Geologist Uncovers Possible Location of Leonardo da Vinci’s Mona Lisa in Lake Como’s Lecco

Featured & Cover Geologist Uncovers Possible Location of Leonardo da Vinci's Mona Lisa in Lake Como's Lecco

Leonardo da Vinci’s Mona Lisa is one of the most enigmatic paintings in history, raising questions about the identity of the figure and her mysterious expression. Recently, one of the painting’s secrets might have been uncovered, according to an Italian geologist.

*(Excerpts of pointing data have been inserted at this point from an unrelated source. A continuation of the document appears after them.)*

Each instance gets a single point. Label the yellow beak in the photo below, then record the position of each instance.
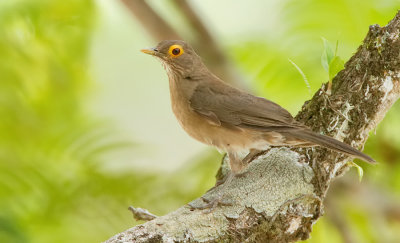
(150, 51)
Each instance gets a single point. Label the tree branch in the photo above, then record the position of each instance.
(281, 196)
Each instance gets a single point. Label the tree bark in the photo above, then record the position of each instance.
(281, 195)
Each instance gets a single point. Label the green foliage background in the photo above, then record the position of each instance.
(54, 181)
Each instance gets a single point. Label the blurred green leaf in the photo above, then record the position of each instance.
(335, 66)
(327, 54)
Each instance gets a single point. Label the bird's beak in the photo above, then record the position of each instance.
(150, 51)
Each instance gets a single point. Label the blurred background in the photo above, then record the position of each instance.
(86, 127)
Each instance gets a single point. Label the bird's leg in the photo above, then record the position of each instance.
(236, 165)
(250, 156)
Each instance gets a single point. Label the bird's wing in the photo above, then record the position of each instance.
(226, 106)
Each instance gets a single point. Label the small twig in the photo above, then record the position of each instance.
(156, 26)
(303, 75)
(141, 214)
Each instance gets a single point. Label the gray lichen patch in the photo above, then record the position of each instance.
(270, 181)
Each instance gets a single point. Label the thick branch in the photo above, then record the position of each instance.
(281, 196)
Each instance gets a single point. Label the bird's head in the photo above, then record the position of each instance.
(177, 56)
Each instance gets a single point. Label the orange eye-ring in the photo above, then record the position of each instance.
(175, 50)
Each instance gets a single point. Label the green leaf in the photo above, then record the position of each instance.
(302, 74)
(327, 54)
(359, 169)
(335, 66)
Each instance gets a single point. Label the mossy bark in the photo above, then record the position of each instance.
(281, 196)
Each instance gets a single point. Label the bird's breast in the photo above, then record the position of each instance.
(200, 128)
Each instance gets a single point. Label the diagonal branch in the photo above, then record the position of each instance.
(281, 196)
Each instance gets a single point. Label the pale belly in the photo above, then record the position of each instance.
(224, 139)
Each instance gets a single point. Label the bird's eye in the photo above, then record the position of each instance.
(175, 50)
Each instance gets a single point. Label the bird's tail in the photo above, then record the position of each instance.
(331, 143)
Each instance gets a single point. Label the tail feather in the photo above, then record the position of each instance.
(330, 143)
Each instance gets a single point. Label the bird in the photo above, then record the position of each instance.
(234, 121)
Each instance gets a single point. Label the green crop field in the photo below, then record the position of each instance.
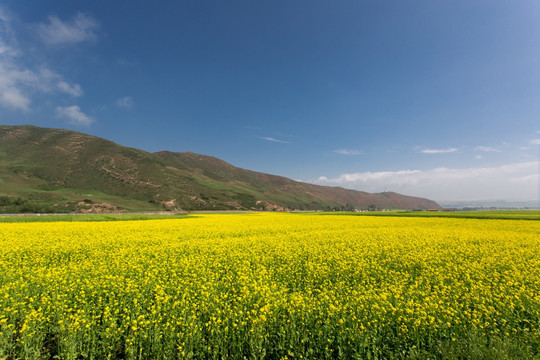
(270, 286)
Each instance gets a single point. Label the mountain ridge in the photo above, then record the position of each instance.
(67, 170)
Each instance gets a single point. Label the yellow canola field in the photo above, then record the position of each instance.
(270, 286)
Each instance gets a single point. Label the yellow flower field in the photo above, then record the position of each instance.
(270, 286)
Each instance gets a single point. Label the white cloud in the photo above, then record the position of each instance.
(19, 82)
(348, 152)
(81, 28)
(275, 140)
(70, 89)
(125, 102)
(487, 149)
(74, 115)
(439, 151)
(519, 181)
(12, 98)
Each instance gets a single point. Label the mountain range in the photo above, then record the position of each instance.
(57, 170)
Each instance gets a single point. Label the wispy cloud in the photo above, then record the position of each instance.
(70, 89)
(275, 140)
(74, 115)
(517, 181)
(19, 82)
(348, 152)
(80, 28)
(125, 102)
(439, 151)
(487, 149)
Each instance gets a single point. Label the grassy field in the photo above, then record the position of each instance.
(271, 286)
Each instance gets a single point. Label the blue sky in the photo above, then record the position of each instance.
(426, 98)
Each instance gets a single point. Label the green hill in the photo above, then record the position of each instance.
(54, 170)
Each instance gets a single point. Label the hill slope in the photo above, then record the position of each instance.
(62, 170)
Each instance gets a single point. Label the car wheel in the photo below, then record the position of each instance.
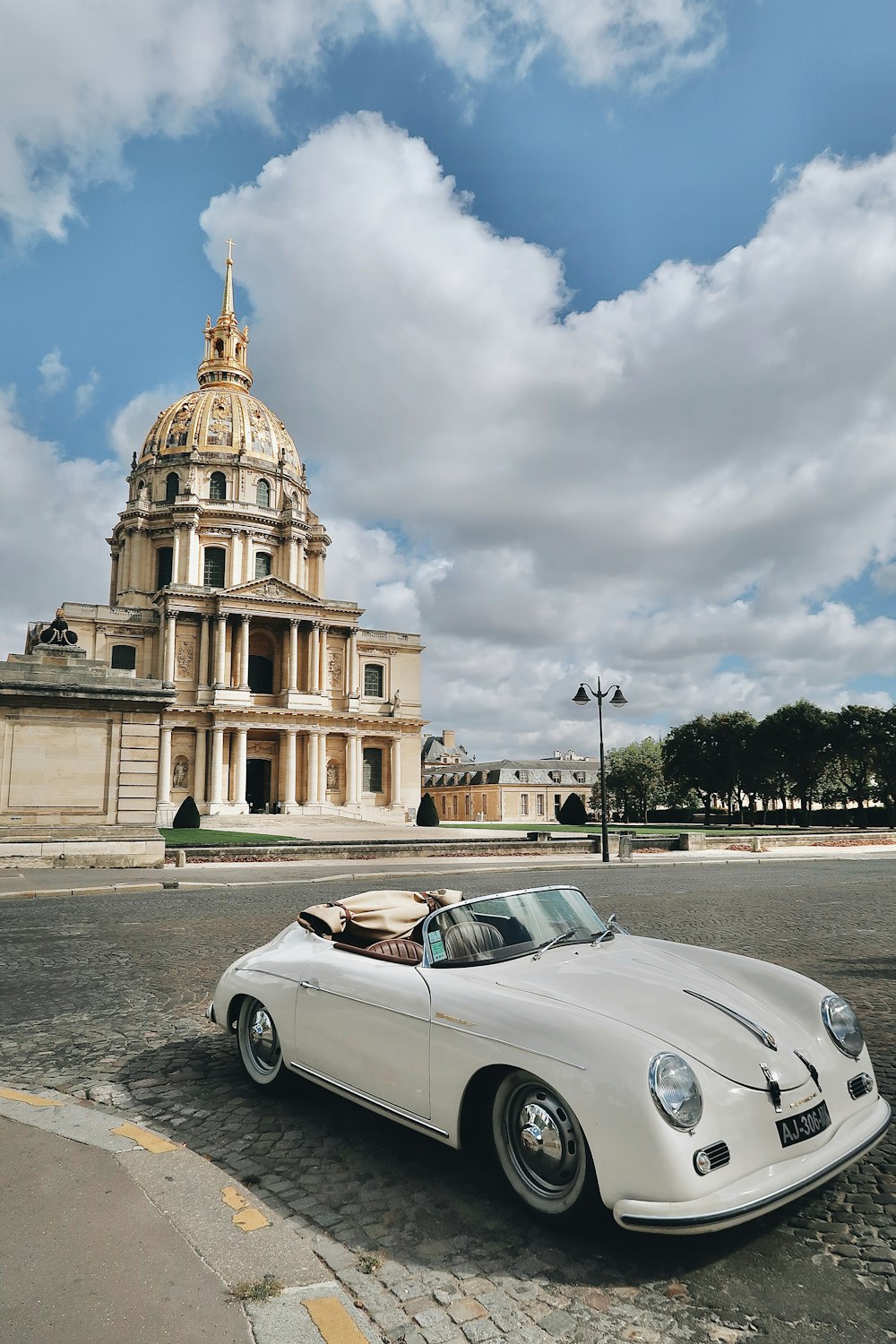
(540, 1147)
(260, 1043)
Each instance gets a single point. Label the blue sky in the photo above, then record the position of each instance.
(543, 419)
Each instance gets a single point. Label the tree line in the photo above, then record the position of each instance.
(799, 755)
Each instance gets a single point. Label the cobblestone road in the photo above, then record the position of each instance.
(104, 996)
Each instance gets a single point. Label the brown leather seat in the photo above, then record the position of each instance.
(390, 949)
(468, 940)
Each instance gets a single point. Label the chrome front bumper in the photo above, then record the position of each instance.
(763, 1191)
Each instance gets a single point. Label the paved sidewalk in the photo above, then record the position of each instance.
(24, 883)
(112, 1233)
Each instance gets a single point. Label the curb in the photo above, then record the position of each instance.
(233, 1231)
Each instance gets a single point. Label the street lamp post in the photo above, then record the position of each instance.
(618, 701)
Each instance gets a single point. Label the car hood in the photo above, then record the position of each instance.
(656, 991)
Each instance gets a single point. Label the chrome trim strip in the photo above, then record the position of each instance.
(366, 1097)
(780, 1196)
(759, 1032)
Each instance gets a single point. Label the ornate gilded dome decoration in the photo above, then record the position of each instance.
(222, 417)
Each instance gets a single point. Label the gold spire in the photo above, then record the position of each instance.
(225, 362)
(228, 303)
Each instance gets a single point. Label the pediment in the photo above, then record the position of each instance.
(274, 590)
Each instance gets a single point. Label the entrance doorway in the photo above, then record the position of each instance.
(258, 785)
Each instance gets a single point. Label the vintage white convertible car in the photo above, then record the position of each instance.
(689, 1089)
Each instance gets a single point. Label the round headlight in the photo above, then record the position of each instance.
(842, 1026)
(676, 1091)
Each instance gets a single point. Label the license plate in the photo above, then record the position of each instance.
(797, 1129)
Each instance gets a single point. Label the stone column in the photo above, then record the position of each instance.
(199, 766)
(237, 558)
(217, 766)
(293, 656)
(324, 677)
(311, 784)
(244, 655)
(175, 556)
(193, 556)
(289, 784)
(171, 640)
(395, 771)
(239, 769)
(220, 650)
(314, 659)
(203, 655)
(322, 768)
(351, 771)
(164, 766)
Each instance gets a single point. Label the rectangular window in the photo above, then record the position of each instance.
(373, 781)
(214, 561)
(374, 679)
(163, 566)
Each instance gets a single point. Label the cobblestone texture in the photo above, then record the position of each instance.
(104, 997)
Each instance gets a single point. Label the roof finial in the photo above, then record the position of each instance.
(228, 303)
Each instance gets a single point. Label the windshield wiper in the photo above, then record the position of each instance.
(610, 932)
(560, 937)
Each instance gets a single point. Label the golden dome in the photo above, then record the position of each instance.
(220, 419)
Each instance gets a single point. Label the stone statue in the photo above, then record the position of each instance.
(58, 633)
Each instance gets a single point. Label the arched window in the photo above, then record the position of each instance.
(124, 656)
(164, 558)
(374, 679)
(214, 566)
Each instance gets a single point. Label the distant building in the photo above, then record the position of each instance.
(508, 790)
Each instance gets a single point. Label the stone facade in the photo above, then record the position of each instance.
(280, 701)
(78, 762)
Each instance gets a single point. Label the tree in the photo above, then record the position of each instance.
(426, 814)
(798, 744)
(573, 812)
(187, 816)
(635, 779)
(858, 734)
(689, 760)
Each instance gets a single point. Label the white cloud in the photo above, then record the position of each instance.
(676, 478)
(53, 371)
(86, 392)
(78, 81)
(56, 515)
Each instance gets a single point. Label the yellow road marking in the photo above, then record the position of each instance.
(246, 1218)
(152, 1142)
(333, 1322)
(11, 1094)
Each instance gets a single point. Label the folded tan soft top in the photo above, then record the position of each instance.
(376, 914)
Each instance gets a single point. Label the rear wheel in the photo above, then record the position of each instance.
(260, 1045)
(541, 1148)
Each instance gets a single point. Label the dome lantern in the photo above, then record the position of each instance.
(225, 363)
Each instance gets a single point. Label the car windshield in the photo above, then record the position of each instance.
(498, 927)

Ann Pizzorusso, a geologist and art historian who specializes in Leonardo and the Renaissance, claims she has pinpointed the location depicted in the Mona Lisa through her geological expertise. Thirty years ago, Pizzorusso visited Lecco, a town on the southeastern shore of Lake Como in Italy, suspecting it to be the backdrop of the famous painting. She retraced Leonardo’s steps using his diary entries and drawings. “In his notebook, he mentions being in Lecco,” Pizzorusso shared in a phone interview with CNN. “He was working as an engineer.”

Although the project Leonardo was working on in Lecco was canceled, his geological field sketches survived. One such drawing, in red chalk, shows a mountain range near Lecco and is part of the Royal Collection at Windsor, London.

Pizzorusso is not the first to propose a location for the Mona Lisa’s background. In 2011, an art historian suggested the scenery was from Bobbio, while another pointed to Arezzo. However, Pizzorusso claims she is the first geologist to make such a claim. She argues that previous theories focused on the arched bridge over Mona Lisa’s right shoulder, but she believes the unique rock formations in the horizon are more revealing. “Bridges are fungible,” she stated. “If you look in the background, you’ll see pinnacles. It’s a type of erosion that happens in limestone that has fractures in it and breaks off in blocks, almost like a sawtooth pattern… We can show limestone exists in (Lecco). When you look at the Mona Lisa, there’s a series of mountains in the background that have this sawtooth pattern.”

Moreover, Pizzorusso suggests that the body of water behind Mona Lisa is Lake Como, a subalpine glacial lake dating back about 10,000 years. “If you look behind her you have the elongated glacial lakes that have a particular form like fingers,” she explained. “Because when the glacier moved it scoured out certain pieces of land.”

Despite her conviction, Pizzorusso kept her theory to herself for 30 years, only discussing it casually with other Leonardo scholars. She recently returned to Lecco, still confident that “everything added up,” and plans to present her findings at a geology conference in the town.

Pizzorusso argues that combining earth science with art history can enhance our understanding of Leonardo’s work. She pointed out that other Renaissance artists, like Botticelli and Michelangelo, often neglected their backgrounds because they prioritized their figures. “If the background is painted right, it gives you more of an appreciation for nature,” she said. Pizzorusso also expressed surprise at the widespread interest in her findings. “Maybe (Leonardo) was trying to channel me for the environmental movement or something,” she joked. “It’s a testament to how much people love this painting.”

However, identifying Lecco as the Mona Lisa’s setting could raise more questions than answers. If Leonardo did indeed choose Lecco, the mystery deepens as to why he picked that particular location for the portrait. “We don’t know who (Mona Lisa) is; some believe she was a rich Tuscan merchant’s wife,” Pizzorusso mentioned, referring to a common theory that the figure represents Lisa Gherardini, an Italian noblewoman. “Why did he put her in this wild, untamed environment? This is not Tuscany. What was he trying to tell us by putting this serene, enigmatic lady in this rugged, alpine environment?”

Pizzorusso is captivated by the potential message behind Leonardo’s choice. “I’m really intrigued as to what his message was to us,” she mused.